Non è stata la prima volta, non sarà probabilmente l’ultima. L’editoria calabrese, specchio della classe dirigente diffusa, si segnala – con le dovute ma non scontate eccezioni – per l’opacità degli assetti proprietari, per i conflitti d’interessi, per la dipendenza dal potere politico o dai potentati economici. Il rapporto perverso tra editoria e potere politico ed economico determina allora una battaglia quotidiana perché alcune notizie siano pubblicate, perché altre non vengano censurate. Una storia calabrese certo, ma che può riguardare tante realtà locali in tutto il Paese.
Ma c’è di più. La vischiosità dei rapporti trasversali tra proprietà dei giornali e potentati calabresi ha infatti come conseguenza anche la solitudine di troppi giornalisti costretti a lavorare per pochi euro a pezzo, la fragilità economica delle aziende incapaci di emanciparsi dalla politica, l’assenza di un racconto reale del territorio che oltrepassi il Pollino, la difficoltà per l’opinione pubblica e i media nazionali di distinguere le guerre per bande dalle battaglie per la libertà, la scelta delle grandi testate nazionali di non investire in quella regione, la presenza sulla scena di politici arroganti che sfoggiano atteggiamenti proprietari nei confronti dei giornalisti. Uno scenario che riguarda l’editoria, che può essere usato per raccontare un territorio in cui la ‘ndrangheta è forte, in cui le cittadine e i cittadini – per restare a queste ore – sono costretti a girare per le strade delle loro città scansando bombe dal significato particolarmente torvo e tonnellate di spazzatura.

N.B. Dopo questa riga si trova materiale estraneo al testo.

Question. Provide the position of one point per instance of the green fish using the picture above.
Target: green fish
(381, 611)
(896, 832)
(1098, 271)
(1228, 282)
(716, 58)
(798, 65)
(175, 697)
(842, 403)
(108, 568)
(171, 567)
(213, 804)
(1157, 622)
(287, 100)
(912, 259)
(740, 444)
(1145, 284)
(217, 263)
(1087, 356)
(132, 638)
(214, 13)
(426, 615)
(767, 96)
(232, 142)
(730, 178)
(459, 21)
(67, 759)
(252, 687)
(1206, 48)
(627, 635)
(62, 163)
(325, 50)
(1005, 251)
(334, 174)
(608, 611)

Nominando Tonino Gentile a sottosegretario del suo governo a poche ore dai fatti dell’Ora della Calabria, Matteo Renzi non fa soltanto un grave errore politico (per comprenderlo basterebbe scorrere il curriculum del politico cosentino, celebre per avere proposto di assegnare a Silvio Berlusconi il Nobel per la Pace), né si rende semplicemente protagonista di un affondo gravissimo nei confronti di chi crede nella libertà dell’informazione nel nostro Paese e di chi ostinatamente lavora con passione e rigore per praticarla. No, Matteo Renzi commette anche l’errore peggiore che riguarda la Calabria, che parla all’Italia intera: colpisce alle fondamenta il difficilissimo percorso di ricostruzione della libertà e dell’identità che tanti calabresi – giornalisti e non – stanno conducendo. Dal governo che dichiarava di voler cambiare verso all’Italia, dal più giovane presidente del consiglio della storia d’Italia, dall’ideatore della rottamazione ci si aspettava davvero qualcosa di più. E questo a prescindere dal segno politico del suo governo.